The install on top of an older version no longer hangs. The CLI exits cleanly. The pattern store survives a restart. The fleet’s memory is finally what I was claiming it was a week ago.
And if any of that ever stops being true again, the per-file logging from v3.9.4 stays in the codebase, the textbook-fixture test from v3.9.6 runs on every merge, and the next person who hits something strange will see exactly what file caused it. The visibility I had to add to fix this cascade is now permanent.
That is the part I am most grateful for. Not that I shipped six fixes in two days. That the discipline that drove the investigation — no shortcuts, find the proper solution — is now wired into how the next release will be built and verified.
What I Tell the Room
People ask me, in meetups, Serbian Agentic Foundation sessions, and one-on-one calls, how do you know the agents are doing what they say they are doing?
This week, the honest answer became sharper. You do not, by default. You have to build the predicate. You write the textbook fixture before you flip the flag. You ship the verbose log line before you optimize it away. You treat the dependency you pulled from the registry as a code-review subject, not as infrastructure. You ask the simplest possible oracle question about every component whose correctness is a property of what it returns rather than whether it returns.
And you keep someone in the room who is willing to be inconvenient. Someone who refuses to accept the first thing that relieves the symptom. This week, that person was me, in another devpod, dogfooding my own tool against a real project I cared about. Most weeks, it has to be the engineer doing exactly that, running their own work through their own tool, on something that matters, until the tool either earns its claims or admits it cannot.
The compass pointed randomly for a week. We re-magnetized it. Next week’s release ships with the recall test that should have been in v3.9.1 and a benchmarking step that runs against a known-ground-truth fixture before any vector-search code path goes live.
We are in turbulent times for agentic systems. Vendors are shipping faster than they can characterize what they ship. Native modules with foreign runtimes are now normal inside everyday processes. A small version number on a published library is a polite way of saying we are still figuring this out, and almost no one reads version numbers. The risk is not that your system fails loudly. The risk is that it succeeds quietly with wrong values, while your dashboards stay green and your pilots look excellent.
The way out is older than the problem.

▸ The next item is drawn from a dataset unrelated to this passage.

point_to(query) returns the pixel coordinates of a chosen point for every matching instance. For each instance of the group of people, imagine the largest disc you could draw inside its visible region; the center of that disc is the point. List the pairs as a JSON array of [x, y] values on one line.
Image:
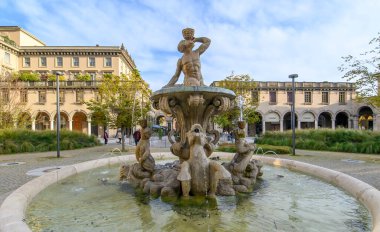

Build the predicate. Ask the oracle. Make the system tell you what it is doing. Then keep someone in the room who will not accept the easy answer.
That is the whole craft. It is also the whole job.
This is the twenty-sixth article in The Quality Forge series. Previous: “The Witness Stand” put the agent’s outputs on the witness stand and asked where the evidence was. This one is what happens when the foundation that produces the evidence turns out to be guessing. The releases described are public on github.com/proffesor-for-testing/agentic-qe. Reproductions of the bugs in the previous library have been documented and shared upstream; the authors are building hard things in the open, and I am grateful that the path forward exists.
Dragan Spiridonov is the Founder of Quantum Quality Engineering, an Agentic Quality Engineer, and a member of the Agentics Foundation. He is currently building the Serbian Agentic Foundation Chapter in partnership with StartIt centers across Serbia.